TIDMSUMM
RNS Number : 2793A
Summit Therapeutics PLC
27 December 2017
Summit Therapeutics plc
('Summit' or the 'Company')
SUMMIT OBTAINS INNOVATIVE ANTIBIOTIC DISCOVERY AND DEVELOPMENT
PLATFORM THROUGH ACQUISITION OF DISCUVA LTD
-- Positions Summit as a Leader in Research & Development of New Classes of Antibiotics
-- Enhances Summit's Broader Business in Rare and Infectious Diseases
-- Supports Mission to Discover and Develop Therapies for
Patients in Areas of Substantial Unmet Need
-- Conference Call to be Held 3 January 2018, 1:00pm GMT / 8:00am EST
Oxford, UK, 23 December 2017 - Summit Therapeutics plc (NASDAQ:
SMMT, AIM: SUMM), the drug discovery and development company
advancing therapies for rare diseases and infectious diseases,
announces it has obtained an innovative research and development
platform for the generation of differentiated antibiotic compounds
through its acquisition of Discuva Limited ('Discuva'), a privately
held UK-based company. The acquisition expands Summit's interests
in infectious diseases that are led by its flagship precision C.
difficile infection ('CDI') antibiotic candidate ridinilazole. The
Company is now better placed to advance additional potential drug
treatments for patients with serious bacterial infections where
there is substantial unmet need, while in parallel continuing to
advance its clinical and research programme in Duchenne muscular
dystrophy.
"The global threat from multi-drug resistant bacterial
infections continues to rise. There are few new antibiotics in
development, with most of those being iterations of known classes
of antibiotics, meaning there is an urgent need for the development
of novel antibiotics," commented Mr Glyn Edwards, Chief Executive
Officer of Summit. "With the acquisition, Summit is positioned as a
leader in the research and development of new classes of
antibiotics as exemplified by our precision antibiotic candidate
ridinilazole for the treatment of C. difficile infection. Using
this platform, we aim to generate a pipeline of new mechanism of
action antibiotics that address other serious infectious disease
threats."
"Our vision is to prioritise the development of novel
antibiotics against pathogens where an urgent unmet need exists and
we have the ability to show advantages over current treatments,"

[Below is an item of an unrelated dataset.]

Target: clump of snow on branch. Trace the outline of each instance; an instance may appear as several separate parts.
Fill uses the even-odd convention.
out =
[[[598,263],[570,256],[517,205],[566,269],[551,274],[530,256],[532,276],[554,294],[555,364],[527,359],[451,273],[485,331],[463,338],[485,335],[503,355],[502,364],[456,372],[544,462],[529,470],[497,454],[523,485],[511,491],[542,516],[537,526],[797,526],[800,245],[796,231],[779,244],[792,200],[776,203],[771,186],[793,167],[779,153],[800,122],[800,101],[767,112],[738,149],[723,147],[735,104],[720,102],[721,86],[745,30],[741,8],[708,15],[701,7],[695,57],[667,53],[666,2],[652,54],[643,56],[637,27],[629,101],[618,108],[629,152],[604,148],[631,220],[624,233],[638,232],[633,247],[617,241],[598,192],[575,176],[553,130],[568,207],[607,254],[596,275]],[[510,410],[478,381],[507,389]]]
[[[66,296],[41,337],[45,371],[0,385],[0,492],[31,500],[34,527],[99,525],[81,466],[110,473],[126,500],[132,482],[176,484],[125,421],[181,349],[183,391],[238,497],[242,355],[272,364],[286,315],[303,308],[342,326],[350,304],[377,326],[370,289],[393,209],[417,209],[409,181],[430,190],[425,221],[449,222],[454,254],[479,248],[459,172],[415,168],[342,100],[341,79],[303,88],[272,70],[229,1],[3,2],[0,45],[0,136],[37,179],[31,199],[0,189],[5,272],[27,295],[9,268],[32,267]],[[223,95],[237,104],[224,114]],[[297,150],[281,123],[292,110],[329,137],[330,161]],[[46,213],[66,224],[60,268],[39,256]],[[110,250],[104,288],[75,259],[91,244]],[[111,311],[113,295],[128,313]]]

added Dr David Roblin, Chief Operating Officer and President of
Research and Development of Summit. "The addition of this platform,
coupled with our expertise in the discovery and clinical
development of antibiotics, positions us to create new classes of
antibiotics that target current and emergent bacterial threats for
which there are only inadequate therapies."
The proprietary bacterial genetics-based platform facilitates
the discovery and development of novel, differentiated antibiotics.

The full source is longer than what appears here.